Learning-Deep-Learning

A Multigrid Method for Efficiently Training Video Models

February 2020

tl;dr: An efficient training technique by scaling spatial and temporal dimension of videos.

Overall impression

The paper is from FAIR and well written, as usual. Lots of experiments, and lots of GPUs (128)! Although they also validated the methods on 1 GPU as well with 3x speed up.

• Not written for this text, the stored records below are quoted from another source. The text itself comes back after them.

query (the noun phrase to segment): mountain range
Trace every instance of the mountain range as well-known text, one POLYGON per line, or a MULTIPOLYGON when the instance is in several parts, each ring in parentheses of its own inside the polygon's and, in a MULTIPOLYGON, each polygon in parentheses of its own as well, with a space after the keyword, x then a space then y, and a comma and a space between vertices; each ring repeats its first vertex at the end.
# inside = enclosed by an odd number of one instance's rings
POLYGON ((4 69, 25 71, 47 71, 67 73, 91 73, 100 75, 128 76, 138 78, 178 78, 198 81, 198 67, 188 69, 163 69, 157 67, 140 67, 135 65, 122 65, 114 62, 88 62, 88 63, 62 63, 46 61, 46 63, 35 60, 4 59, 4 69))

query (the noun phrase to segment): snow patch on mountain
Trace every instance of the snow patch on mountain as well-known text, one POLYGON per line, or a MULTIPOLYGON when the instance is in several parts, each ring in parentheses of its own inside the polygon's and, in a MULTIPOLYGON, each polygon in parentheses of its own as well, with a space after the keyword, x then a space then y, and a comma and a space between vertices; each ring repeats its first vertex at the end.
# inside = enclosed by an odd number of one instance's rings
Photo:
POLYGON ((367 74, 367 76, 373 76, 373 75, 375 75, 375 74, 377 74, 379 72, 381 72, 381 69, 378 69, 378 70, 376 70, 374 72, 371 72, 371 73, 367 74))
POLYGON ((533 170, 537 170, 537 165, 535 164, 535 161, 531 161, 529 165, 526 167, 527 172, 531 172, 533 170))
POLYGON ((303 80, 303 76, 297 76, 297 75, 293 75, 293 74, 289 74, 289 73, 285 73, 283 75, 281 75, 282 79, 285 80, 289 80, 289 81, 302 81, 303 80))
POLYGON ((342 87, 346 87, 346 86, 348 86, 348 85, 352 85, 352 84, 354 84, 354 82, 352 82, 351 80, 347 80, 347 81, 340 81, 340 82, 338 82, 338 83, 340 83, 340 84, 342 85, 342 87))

Recent Video training SOTA: I3D, SlowFast, Non-Local

It draws inspiration from FixRes that it requires a finetuning stage at the end to match train/test descrepancy.

Key ideas

Use variable mini-batch shapes with different spatial-temporal resolutions that are varied according to schedule. Significant speedup for diff models, diff datasets, diff training settings (w/ or w/o pretraining, 128 vs 1 GPU).
Train on coarse grid, then on finer grid, then finally finetune on same grid as inference setting.
Only require small changes to dataloader.
Base Batch size BxTxHxW(x3)
- Long cycle
  - 8B x T/4 x H/sqrt(2) x W/sqrt(2)
  - 4B x T/2 x H/sqrt(2) x W/sqrt(2)
  - 2B x T/2 x H x W
  - B x T x H x W
- Short cycle
  - Baseshape from long cycle
  - H/sqrt(2) x W/sqrt(2)
  - H/2 x W/2
L-1 LR stage use multi-grid. Last LR stage use the baseline minibatch shape.
Long cycle and short cycle
- Mixture yields best performance
Batch Normalization: standard batch size of 8 wrt long cycle. Increase batch size wrt short cycle.

Technical details

Linear scaling rule
Cosine learning schedule. This seems to yield similar performance to stagewise training schedule.
Temporal subsampling: non-uniform stride
May become I/O bound
Training beyond 1 to 2 epoches hurt performance.

Notes

Can we apply this to images?
Temporal subsampling in the long cycle seem to hurt performance. Can we just downsample the spatial resolution? Short cycle do not downsample time and leads to better performance. Maybe the time dimension augmentation/subsampling altered the meaning of video.